Article 287 Where a People's Court, after examination, finds that the person
against whom the application was made or the defendant meets the condition for
compulsory medical treatment, it shall, within one month, make the decision of
implementing compulsory medical treatment.
Where the person who is subjected to compulsory medical treatment, victim,
legal representative or close relative is not satisfied with the decision of
compulsory medical treatment may apply for a review to a People's Court of a
higher level.
Article 288 An institution implementing compulsory medical treatment shall
diagnose and assess the person subjected to compulsory medical treatment
regularly. With regard to a person who no longer poses danger to people and
does not need to continue to be subjected to compulsory medical treatment, it
shall promptly put forward the opinion of lifting the measure and submit it to
the People's Court which has decided on implementing compulsory medical treatment
for approval.
A person subjected to compulsory medical treatment and his close relative shall
have the right to apply for the lifting of compulsory medical treatment.

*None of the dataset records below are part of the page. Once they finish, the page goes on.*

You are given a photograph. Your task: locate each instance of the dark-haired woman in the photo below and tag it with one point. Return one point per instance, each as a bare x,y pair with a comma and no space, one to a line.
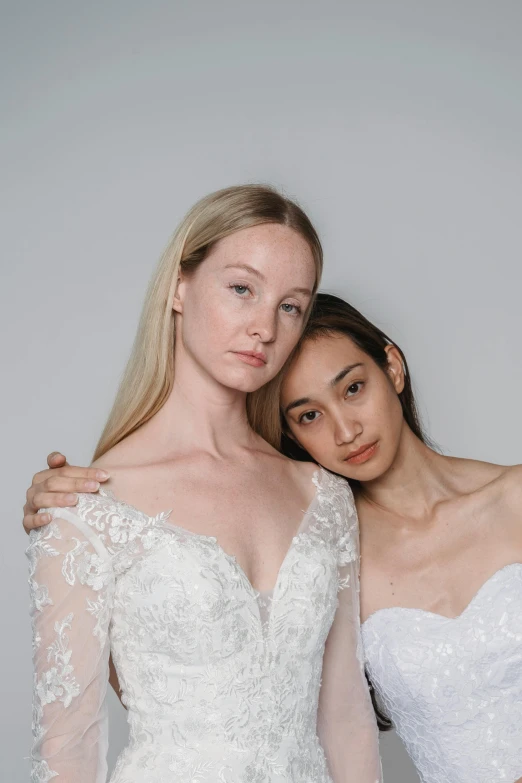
441,543
441,551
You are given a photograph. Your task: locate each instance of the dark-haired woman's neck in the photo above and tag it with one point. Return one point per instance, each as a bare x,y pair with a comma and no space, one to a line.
417,480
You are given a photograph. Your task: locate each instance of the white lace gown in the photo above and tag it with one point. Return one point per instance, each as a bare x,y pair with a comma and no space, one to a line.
222,683
453,687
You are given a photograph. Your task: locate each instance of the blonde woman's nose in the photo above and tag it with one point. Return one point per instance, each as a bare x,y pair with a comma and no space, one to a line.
263,325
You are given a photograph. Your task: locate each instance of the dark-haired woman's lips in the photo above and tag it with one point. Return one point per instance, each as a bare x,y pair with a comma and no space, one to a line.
362,455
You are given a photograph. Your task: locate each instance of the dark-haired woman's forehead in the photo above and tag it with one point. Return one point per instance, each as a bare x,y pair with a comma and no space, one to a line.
321,364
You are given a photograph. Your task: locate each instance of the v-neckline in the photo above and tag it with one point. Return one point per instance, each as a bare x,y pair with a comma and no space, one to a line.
164,517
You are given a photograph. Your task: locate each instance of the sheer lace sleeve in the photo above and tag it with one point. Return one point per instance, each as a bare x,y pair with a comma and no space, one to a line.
71,585
346,721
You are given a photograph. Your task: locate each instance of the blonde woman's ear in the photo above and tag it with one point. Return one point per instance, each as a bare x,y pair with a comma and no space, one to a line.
395,367
177,302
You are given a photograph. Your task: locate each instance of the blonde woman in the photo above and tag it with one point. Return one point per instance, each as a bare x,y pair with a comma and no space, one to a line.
220,575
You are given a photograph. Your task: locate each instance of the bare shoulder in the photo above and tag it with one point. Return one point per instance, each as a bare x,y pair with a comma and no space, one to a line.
511,486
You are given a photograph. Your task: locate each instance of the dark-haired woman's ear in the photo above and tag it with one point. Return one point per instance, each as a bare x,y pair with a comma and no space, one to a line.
395,367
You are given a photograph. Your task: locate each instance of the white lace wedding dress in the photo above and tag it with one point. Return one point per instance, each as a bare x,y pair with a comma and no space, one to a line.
453,687
222,683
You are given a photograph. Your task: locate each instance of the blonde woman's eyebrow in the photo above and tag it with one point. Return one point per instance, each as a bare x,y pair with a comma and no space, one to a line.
247,268
257,273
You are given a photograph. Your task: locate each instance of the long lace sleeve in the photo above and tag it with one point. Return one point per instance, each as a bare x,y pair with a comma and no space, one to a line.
346,721
71,585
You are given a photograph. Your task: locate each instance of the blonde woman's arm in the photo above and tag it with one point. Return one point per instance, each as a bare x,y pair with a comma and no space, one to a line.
347,725
71,584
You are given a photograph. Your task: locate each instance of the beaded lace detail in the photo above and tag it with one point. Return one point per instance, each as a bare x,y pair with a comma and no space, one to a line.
453,687
222,683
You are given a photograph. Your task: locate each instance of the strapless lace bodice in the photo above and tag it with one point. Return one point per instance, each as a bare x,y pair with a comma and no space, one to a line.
453,687
222,683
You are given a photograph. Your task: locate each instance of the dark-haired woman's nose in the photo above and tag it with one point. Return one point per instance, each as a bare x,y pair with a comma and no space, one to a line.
345,429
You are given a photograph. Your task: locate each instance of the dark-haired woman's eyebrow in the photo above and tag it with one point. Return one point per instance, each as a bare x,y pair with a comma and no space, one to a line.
343,373
297,404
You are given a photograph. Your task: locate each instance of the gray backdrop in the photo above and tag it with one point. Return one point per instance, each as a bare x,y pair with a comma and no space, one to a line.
397,125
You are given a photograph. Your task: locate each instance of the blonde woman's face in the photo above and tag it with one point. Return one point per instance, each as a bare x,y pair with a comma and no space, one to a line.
343,409
241,311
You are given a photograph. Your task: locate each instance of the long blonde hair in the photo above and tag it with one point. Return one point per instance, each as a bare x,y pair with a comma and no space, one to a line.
149,376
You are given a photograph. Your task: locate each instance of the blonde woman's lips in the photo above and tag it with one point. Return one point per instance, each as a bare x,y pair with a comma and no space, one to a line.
253,358
362,455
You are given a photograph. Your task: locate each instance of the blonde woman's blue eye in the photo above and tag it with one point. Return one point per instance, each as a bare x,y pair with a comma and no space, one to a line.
289,308
308,417
353,388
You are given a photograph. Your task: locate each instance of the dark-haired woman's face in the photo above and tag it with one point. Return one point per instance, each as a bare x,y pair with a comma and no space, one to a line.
343,409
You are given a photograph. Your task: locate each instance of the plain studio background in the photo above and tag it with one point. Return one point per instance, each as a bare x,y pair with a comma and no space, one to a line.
397,125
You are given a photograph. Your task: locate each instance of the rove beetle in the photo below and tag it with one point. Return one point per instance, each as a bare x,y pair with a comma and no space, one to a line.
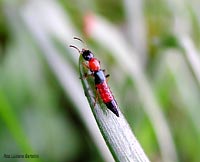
99,78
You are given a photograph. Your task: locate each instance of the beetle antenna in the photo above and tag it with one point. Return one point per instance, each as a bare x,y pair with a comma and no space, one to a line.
75,48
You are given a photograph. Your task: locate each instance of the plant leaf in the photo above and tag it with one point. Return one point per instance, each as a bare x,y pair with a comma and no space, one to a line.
115,130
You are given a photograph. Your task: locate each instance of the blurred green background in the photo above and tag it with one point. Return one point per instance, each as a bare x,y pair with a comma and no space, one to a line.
151,50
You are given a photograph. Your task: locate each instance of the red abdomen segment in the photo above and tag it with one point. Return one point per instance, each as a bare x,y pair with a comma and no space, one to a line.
107,97
104,92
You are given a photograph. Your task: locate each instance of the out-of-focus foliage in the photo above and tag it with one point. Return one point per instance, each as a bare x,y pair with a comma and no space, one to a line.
43,112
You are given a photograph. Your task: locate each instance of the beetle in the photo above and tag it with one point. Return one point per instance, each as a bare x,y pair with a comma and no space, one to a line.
99,79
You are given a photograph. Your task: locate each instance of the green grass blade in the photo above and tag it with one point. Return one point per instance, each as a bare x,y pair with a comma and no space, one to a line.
115,130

Article 289 The People's Procuratorate shall supervise the decision and implementation
of compulsory medical treatment.
Supplementary Provisions
Article 290 The security departments of the Army shall exercise the power of
investigation with respect to criminal offences that have occurred in the Army.
Crimes committed by criminals in prison shall be investigated by the prison.
The handling of criminal cases by the security departments of the Army and by
prisons shall be governed by the relevant provisions of this Law.